India has nearly 64 warheads in four deferent types land based ballistic missiles capable of nuclear payload, 2 of them are short range, 1 is medium range and 1 is intermediate range ballistic missile. India has 1 ship-launched and 1 submarine-launched ballistic missile (SLBM), capable to be equipped on submarine but the nuclear capable submarine development in India has not completed yet. Mirage 2000H/I, Jaguar IS/IB and Rafale aircraft are considered to be able to deliver nuclear missiles.

It is considered that Pakistan has the nuclear power to use its own nuclear weapon in its own country in case of an invasion to kill the enemy force in the state along with killing of their own force. If Pakistan ever choses to use Weapon of Mass Destruction (WMD)  they are most likely to use a small scale nuclear warhead with minimum destruction. But both the bordering states have to deal with the fallout and radiation contamination in the air, if it is used on the borders. Furthermore, even if the small scale low yield nuclear weapon is used, it could wipe out approximately 20 million people, depending on the population of the destroyed area and nearly 2 billion people will die, if the nuclear winter is triggered.

Just like America supporting Israel right now have raised concern of possible support to Pakistan against China or even India. It is less likely to happen but not impossible. The history of Pakistan being against India is long but the probability of India responding against Pakistan is much higher in Prime Minister Narendra Modi’s leadership. All these possible scenarios have the potential to lead to nuclear flashpoint and start the nuclear war in the world or at least between the nuclear armed states.

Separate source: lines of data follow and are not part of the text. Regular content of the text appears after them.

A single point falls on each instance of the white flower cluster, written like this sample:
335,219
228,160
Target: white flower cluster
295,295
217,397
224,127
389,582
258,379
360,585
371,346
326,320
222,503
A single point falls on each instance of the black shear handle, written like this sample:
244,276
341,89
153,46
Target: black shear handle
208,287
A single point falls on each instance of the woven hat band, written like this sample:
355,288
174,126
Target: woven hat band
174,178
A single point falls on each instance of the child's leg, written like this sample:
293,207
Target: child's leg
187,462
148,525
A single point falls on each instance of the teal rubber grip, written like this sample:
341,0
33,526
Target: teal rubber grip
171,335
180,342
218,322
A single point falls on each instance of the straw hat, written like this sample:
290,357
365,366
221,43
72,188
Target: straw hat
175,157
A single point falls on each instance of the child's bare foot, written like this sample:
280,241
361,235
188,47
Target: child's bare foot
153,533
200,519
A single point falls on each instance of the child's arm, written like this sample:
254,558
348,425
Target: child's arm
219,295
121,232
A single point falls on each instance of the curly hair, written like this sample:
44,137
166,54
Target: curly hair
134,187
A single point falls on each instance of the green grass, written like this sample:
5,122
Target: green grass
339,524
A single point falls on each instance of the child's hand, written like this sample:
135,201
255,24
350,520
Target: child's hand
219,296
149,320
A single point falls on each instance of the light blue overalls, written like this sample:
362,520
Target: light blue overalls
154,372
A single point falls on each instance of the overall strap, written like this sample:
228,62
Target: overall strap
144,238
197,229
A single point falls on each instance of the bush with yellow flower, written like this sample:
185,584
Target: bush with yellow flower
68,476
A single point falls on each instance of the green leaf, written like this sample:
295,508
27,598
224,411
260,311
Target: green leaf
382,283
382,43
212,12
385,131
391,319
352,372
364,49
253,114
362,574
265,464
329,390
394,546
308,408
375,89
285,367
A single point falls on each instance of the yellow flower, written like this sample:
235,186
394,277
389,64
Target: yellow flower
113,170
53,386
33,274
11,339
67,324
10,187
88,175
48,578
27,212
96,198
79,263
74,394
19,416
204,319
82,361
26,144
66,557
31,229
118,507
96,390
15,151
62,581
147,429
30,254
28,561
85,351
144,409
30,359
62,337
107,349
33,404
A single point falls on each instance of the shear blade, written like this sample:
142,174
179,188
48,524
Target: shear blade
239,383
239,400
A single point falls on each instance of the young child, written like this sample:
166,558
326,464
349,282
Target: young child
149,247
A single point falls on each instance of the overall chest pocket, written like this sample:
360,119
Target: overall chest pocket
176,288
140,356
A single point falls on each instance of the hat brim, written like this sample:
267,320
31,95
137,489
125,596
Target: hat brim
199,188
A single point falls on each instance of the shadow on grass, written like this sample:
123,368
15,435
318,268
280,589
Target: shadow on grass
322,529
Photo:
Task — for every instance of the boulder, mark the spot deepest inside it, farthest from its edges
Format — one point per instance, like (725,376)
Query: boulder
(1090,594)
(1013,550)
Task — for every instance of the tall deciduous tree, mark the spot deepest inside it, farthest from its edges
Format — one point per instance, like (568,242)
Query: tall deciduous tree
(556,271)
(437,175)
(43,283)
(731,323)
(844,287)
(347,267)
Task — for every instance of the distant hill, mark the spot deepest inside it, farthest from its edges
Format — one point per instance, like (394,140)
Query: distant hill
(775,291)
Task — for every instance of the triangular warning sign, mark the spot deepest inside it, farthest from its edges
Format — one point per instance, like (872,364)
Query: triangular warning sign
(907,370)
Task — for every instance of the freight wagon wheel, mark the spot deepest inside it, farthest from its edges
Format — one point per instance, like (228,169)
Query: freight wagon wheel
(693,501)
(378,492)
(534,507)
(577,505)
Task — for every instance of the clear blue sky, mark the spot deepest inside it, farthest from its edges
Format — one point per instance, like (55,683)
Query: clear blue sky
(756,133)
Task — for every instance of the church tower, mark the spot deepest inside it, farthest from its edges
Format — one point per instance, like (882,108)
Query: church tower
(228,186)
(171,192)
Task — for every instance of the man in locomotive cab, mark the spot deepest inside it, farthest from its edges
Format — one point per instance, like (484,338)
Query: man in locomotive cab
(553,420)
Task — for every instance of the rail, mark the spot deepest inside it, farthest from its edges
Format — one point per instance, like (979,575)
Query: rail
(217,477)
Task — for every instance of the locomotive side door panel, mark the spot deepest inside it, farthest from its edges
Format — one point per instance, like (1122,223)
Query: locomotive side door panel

India have to maintain its nuclear diplomacy throughout the world to deter from Pakistan or any other possible nuclear threats. The possible way to avoid nuclear conflict for India and Pakistan and all the nuclear armed countries is to engage in to a serious dialogue to establish peace and take confidence building measures. All the nuclear states should stop or slow down the nuclear missile development program in order to reduce the nuclear weapon grade material stockpile resulting the reduction of warheads. However, many scholars believe that India-Pakistan border as a nuclear flash point might be a myth, due to the Geopolitical and environmental consequences Pakistan and India have to face. Nevertheless, both India and Pakistan should consider signing the Non-Proliferation Treaty to pledge to use nuclear power for peaceful purpose only.